35
votes

In this simplified example I have a generic class, and a method that returns a Map regardless of the type parameter. Why does the compiler wipe out the types on the map when I don't specify a type on the containing class?

import java.util.Map;

public class MyClass<T>
{
    public Map<String, String> getMap()
    {   
        return null;
    }

    public void test()
    {   
        MyClass<Object> success = new MyClass<Object>();
        String s = success.getMap().get("");

        MyClass unchecked = new MyClass();
        Map<String, String> map = unchecked.getMap();  // Unchecked warning, why?
        String s2 = map.get("");

        MyClass fail = new MyClass();
        String s3 = fail.getMap().get("");  // Compiler error, why?
    }
}

I get this compiler error.

MyClass.java:20: incompatible types
found   : java.lang.Object
required: java.lang.String
                String s3 = fail.getMap().get("");  // Compiler error
4
What is the exact text of the unchecked warning?Powerlord
warning: [unchecked] unchecked conversionCraig P. Motlin

4 Answers

37
votes

Got it. This actually isn't a bug, strange as it might seem.

From section 4.8 (raw types) of the JLS:

The type of a constructor (§8.8), instance method (§8.8, §9.4), or non-static field (§8.3) M of a raw type C that is not inherited from its superclasses or superinterfaces is the erasure of its type in the generic declaration corresponding to C. The type of a static member of a raw type C is the same as its type in the generic declaration corresponding to C.

So even though the method's type signature doesn't use any type parameters of the class itself, type erasure kicks in and the signature becomes effectively

public Map getMap()

In other words, I think you can imagine a raw type as being the same API as the generic type but with all <X> bits removed from everywhere (in the API, not the implementation).

EDIT: This code:

MyClass unchecked = new MyClass();
Map<String, String> map = unchecked.getMap();  // Unchecked warning, why?
String s2 = map.get("");

compiles because there's an implicit but unchecked conversion from the raw Map type to Map<String, String>. You can get the same effect by making an explicit conversion (which does nothing at execution time) in the last case:

// Compiles, but with an unchecked warning
String x = ((Map<String, String>)fail.getMap()).get("");
5
votes

Hm ... unfortunately I can't tell you why it fails. But I can give you a simple workaround:

Change the type of fail to MyClass<?>, then it will compile just fine.

3
votes

Very interesting question, and very interesting answer by Jon Skeet.

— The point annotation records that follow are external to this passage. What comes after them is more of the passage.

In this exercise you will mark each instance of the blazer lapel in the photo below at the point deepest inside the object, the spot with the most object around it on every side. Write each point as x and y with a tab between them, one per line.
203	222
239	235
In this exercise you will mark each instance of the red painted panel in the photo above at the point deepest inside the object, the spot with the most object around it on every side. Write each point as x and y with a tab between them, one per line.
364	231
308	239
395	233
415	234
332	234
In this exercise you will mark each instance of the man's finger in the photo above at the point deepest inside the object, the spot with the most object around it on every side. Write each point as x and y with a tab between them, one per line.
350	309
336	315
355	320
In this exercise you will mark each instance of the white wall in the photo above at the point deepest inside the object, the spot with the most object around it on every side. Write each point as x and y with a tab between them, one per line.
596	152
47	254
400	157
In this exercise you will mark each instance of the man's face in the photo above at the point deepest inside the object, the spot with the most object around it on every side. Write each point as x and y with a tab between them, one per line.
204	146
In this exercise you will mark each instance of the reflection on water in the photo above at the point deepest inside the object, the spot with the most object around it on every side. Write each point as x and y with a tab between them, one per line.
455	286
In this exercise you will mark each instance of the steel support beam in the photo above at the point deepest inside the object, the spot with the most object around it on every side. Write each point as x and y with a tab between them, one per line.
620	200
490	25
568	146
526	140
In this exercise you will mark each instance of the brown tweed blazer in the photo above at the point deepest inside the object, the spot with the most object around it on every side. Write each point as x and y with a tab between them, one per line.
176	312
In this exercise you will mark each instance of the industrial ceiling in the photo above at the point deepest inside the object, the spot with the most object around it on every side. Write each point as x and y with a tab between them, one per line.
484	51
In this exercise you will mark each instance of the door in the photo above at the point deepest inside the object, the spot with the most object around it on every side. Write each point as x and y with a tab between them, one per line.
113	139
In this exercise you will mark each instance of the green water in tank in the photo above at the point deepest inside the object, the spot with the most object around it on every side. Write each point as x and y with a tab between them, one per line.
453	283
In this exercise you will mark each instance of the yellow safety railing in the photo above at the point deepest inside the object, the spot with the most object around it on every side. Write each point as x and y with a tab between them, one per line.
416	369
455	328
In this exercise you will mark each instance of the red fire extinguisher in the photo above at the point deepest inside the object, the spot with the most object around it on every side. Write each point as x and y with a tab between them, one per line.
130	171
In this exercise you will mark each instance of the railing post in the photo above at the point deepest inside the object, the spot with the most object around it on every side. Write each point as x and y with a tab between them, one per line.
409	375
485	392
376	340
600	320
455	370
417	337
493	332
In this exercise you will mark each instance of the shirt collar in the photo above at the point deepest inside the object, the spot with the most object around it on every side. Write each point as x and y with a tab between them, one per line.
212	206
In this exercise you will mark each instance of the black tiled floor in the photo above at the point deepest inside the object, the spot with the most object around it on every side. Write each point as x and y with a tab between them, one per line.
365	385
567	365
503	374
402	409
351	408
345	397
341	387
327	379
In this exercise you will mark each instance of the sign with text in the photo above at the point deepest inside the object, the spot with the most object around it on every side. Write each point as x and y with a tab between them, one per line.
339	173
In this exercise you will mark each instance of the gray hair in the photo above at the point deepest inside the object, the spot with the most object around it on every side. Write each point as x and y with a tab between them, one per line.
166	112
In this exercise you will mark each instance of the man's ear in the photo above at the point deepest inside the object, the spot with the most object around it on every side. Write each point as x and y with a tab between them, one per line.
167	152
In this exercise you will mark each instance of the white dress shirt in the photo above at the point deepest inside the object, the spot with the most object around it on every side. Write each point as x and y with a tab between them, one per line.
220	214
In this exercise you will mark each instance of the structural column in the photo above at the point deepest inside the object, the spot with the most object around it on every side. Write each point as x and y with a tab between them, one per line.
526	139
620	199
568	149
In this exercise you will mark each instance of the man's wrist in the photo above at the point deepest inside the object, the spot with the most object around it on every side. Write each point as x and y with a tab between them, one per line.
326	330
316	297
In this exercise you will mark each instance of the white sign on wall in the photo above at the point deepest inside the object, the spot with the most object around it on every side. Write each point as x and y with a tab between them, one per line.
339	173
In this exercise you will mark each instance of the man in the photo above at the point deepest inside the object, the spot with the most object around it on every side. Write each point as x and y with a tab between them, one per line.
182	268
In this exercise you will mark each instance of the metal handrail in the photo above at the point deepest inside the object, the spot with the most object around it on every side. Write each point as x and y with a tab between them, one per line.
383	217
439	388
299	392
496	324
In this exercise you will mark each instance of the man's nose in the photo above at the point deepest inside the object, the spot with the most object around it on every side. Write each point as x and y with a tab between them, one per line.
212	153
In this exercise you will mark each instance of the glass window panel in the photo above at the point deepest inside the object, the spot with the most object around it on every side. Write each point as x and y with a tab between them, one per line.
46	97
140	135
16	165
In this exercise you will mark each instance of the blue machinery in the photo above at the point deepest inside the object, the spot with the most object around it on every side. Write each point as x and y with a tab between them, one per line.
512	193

I just want to add something about the stupidity or not stupidity of this behaviour of the java compiler.

I think that the compiler assumes that if you don't specify the type parameter in a generc class you are not able (or don't want to) use any type parameter at all. You could use a version of java earlier than 5, or love to make casts manually.

It doesn't seem so stupid to me.

1
votes

Generic types get erased after compiling.

When you do:

Map<String, String> map = unchecked.getMap();

you're forcing a cast from Map to Map<String, String>, and that's why the unchecked warning. However, after that you can do:

String s2 = map.get("");

because map is of type Map<String, String>.

However, when you do

String s3 = fail.getMap().get(""); 

you're not casting fail.getMap() to anything, so it's considered to be plainly Map, not Map<String, String>.

What you should do in the latter is something like:

String s3 = ((Map<String, String>fail.getMap()).get("");

which will still thrown a warning but will work anyway.